[Date Prev][Date Next][Thread Prev][Thread Next][Date Index][Thread Index]

A different approach

This page is part of the web mail archives of SRFI 75 from before July 7th, 2015. The new archives for SRFI 75 contain all messages, not just those from before July 7th, 2015.




[I'm going by the recent summary of discussion so far and some of the subsequent posts.  I apologize if I'm reraising an already discarded idea.]

This seems to be the main problem (from the Issues section):
The extension of symbol syntax to include all non-whitespace characters above Unicode 127 may be too liberal.

Considering the goals of the editors (portability, progress, enabling and encouraging experimentation), here is an alternative:

1. Leave identifier syntax unmodified.
    Implementors who want Unicode identifier and symbol names can add name mangling to their parsers and pretty-printers.

2. Require that integer->char is total for all assigned unicode code points < 2^16
    8-bit-char-only implementations can treat an attempt to read or create a large character as a resource-exhaustion event.

3. Yes, define the character case mapping functions in terms of CaseMappings.txt
     That is a well balanced choice -- even fancy implementations need that functionality and even simple implementations can afford to provide it.   Meanwhile, many interesting programs can be written using nothing more.

4. Strings must be able to hold any character

5. string->symbol for strings containing codepoints larger than 8-bits is undefined
    It has never been great style in Scheme, even if strictly portable, to write programs which assume that string->symbol and symbol->string define a 1:1 relationship between the two types.

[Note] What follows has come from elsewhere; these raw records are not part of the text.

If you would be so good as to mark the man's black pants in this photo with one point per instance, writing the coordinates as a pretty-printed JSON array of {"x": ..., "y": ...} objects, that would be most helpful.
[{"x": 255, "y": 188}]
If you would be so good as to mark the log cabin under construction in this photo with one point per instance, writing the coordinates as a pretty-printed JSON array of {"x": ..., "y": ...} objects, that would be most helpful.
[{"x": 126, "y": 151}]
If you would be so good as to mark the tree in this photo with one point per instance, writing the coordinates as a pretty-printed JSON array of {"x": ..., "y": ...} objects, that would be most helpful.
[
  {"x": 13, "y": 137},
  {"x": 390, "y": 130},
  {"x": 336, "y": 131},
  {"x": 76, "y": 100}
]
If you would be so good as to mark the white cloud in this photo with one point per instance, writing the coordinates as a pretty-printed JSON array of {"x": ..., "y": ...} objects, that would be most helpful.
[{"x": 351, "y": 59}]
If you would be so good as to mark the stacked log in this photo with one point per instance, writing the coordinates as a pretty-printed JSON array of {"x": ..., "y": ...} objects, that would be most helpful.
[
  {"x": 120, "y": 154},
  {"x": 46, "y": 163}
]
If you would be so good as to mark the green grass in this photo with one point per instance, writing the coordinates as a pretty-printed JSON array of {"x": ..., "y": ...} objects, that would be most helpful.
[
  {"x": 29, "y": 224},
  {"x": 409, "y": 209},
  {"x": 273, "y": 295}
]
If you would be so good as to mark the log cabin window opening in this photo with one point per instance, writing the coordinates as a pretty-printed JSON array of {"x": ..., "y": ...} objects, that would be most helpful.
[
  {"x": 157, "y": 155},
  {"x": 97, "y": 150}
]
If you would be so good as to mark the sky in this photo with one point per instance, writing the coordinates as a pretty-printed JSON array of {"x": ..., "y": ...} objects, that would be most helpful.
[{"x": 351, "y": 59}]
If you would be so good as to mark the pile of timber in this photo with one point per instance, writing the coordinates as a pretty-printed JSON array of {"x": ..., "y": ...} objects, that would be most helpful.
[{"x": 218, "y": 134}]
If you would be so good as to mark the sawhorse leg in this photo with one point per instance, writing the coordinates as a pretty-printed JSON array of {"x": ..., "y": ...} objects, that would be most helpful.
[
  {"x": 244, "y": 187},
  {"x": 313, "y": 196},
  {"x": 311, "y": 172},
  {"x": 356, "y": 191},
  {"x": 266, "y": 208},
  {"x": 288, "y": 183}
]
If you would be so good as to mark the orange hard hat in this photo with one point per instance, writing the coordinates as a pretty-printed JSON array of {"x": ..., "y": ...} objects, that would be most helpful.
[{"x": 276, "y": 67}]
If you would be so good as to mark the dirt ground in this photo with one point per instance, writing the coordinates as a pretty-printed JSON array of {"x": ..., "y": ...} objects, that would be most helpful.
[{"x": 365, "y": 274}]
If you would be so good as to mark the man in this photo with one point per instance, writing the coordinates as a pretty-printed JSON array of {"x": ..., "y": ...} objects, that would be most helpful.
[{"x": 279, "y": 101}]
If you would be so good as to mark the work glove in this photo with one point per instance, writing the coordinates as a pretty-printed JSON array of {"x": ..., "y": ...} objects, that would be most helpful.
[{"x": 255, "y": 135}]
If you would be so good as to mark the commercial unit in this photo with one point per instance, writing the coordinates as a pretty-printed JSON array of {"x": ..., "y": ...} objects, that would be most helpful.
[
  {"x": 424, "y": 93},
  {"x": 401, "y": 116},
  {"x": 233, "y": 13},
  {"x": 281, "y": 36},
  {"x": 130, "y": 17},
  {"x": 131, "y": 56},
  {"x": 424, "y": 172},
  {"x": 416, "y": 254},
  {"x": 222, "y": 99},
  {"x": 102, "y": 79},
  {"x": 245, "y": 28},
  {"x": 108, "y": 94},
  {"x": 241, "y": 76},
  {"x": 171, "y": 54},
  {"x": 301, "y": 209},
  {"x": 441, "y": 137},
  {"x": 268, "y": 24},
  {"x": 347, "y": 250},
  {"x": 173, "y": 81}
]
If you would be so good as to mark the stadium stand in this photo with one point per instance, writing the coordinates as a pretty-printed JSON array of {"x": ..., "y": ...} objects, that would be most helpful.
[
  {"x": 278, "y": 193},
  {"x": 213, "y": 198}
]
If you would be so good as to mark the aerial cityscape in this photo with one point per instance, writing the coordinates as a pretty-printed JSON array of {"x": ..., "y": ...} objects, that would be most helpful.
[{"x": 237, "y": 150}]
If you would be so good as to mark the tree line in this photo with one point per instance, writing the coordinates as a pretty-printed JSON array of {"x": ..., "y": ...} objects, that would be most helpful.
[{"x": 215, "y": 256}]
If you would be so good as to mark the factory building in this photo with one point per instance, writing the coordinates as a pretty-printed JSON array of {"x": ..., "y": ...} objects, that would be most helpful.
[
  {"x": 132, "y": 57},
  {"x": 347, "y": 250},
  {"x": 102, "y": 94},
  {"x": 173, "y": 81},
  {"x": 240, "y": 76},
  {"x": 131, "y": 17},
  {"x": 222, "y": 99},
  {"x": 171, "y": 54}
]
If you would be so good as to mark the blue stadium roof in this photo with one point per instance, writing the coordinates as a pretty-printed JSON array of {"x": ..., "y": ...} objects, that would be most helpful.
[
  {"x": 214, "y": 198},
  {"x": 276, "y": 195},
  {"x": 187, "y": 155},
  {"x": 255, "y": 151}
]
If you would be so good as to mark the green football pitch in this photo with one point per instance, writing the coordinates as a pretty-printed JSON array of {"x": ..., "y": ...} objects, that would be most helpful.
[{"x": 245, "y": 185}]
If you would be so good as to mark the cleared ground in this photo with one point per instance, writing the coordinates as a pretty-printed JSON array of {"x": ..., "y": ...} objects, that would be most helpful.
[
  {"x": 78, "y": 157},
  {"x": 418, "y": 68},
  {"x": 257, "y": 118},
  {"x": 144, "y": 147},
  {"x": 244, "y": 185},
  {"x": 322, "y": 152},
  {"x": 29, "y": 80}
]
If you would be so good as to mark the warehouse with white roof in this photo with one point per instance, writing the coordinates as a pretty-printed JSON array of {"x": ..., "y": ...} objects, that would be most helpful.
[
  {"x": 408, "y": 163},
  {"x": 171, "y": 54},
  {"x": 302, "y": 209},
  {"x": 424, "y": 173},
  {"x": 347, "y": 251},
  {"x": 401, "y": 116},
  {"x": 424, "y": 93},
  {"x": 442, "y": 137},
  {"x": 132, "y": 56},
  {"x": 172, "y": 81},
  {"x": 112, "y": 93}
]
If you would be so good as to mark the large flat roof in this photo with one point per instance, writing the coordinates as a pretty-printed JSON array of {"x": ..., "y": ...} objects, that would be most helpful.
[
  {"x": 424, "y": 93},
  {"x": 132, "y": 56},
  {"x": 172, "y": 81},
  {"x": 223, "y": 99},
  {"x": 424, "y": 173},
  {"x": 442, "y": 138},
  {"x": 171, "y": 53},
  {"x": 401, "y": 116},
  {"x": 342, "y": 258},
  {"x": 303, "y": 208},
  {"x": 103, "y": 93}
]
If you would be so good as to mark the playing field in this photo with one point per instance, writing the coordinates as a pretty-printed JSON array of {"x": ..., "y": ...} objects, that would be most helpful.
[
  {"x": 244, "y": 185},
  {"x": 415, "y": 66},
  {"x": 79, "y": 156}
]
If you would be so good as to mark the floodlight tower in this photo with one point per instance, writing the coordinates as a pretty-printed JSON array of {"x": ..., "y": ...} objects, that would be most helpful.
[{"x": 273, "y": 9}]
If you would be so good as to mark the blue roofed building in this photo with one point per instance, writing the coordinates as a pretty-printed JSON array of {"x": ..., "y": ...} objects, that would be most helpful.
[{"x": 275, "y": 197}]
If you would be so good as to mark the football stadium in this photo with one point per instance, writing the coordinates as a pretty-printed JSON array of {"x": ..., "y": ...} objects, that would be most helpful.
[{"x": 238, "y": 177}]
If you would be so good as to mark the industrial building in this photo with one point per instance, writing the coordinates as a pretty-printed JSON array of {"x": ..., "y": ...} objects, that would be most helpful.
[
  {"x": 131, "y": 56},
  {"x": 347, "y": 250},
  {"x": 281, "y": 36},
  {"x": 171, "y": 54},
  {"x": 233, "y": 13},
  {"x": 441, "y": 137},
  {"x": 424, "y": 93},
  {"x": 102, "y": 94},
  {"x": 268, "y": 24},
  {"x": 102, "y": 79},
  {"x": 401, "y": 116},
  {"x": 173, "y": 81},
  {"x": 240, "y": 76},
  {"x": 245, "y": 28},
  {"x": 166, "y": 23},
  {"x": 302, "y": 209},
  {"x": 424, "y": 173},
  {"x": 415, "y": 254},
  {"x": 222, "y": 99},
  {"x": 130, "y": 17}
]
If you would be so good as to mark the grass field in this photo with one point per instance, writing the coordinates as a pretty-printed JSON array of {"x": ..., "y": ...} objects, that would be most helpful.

6. the behavior of read is undefined it it encounters a non-8-bit character
and
7. write will never emit a non-8-bit character
    Because just as any portable program should run correctly and usefully in any sufficient standard implementation, if any two programs running in two different implementations are communicating -- the aggregate should still run correctly and usefully.


I believe that that solution would enable portable unicode programs, set a nice stage for the first portable Scheme unicode-text-manipulation libraries, be easy for many implementors to achieve, are a good foundation for an eventual support of Unicode-enabled identifiers and, finally, would answer the objections people have been bringing up about the draft recently (that it somehow precludes an implementor from making very nice Unicode support).


-t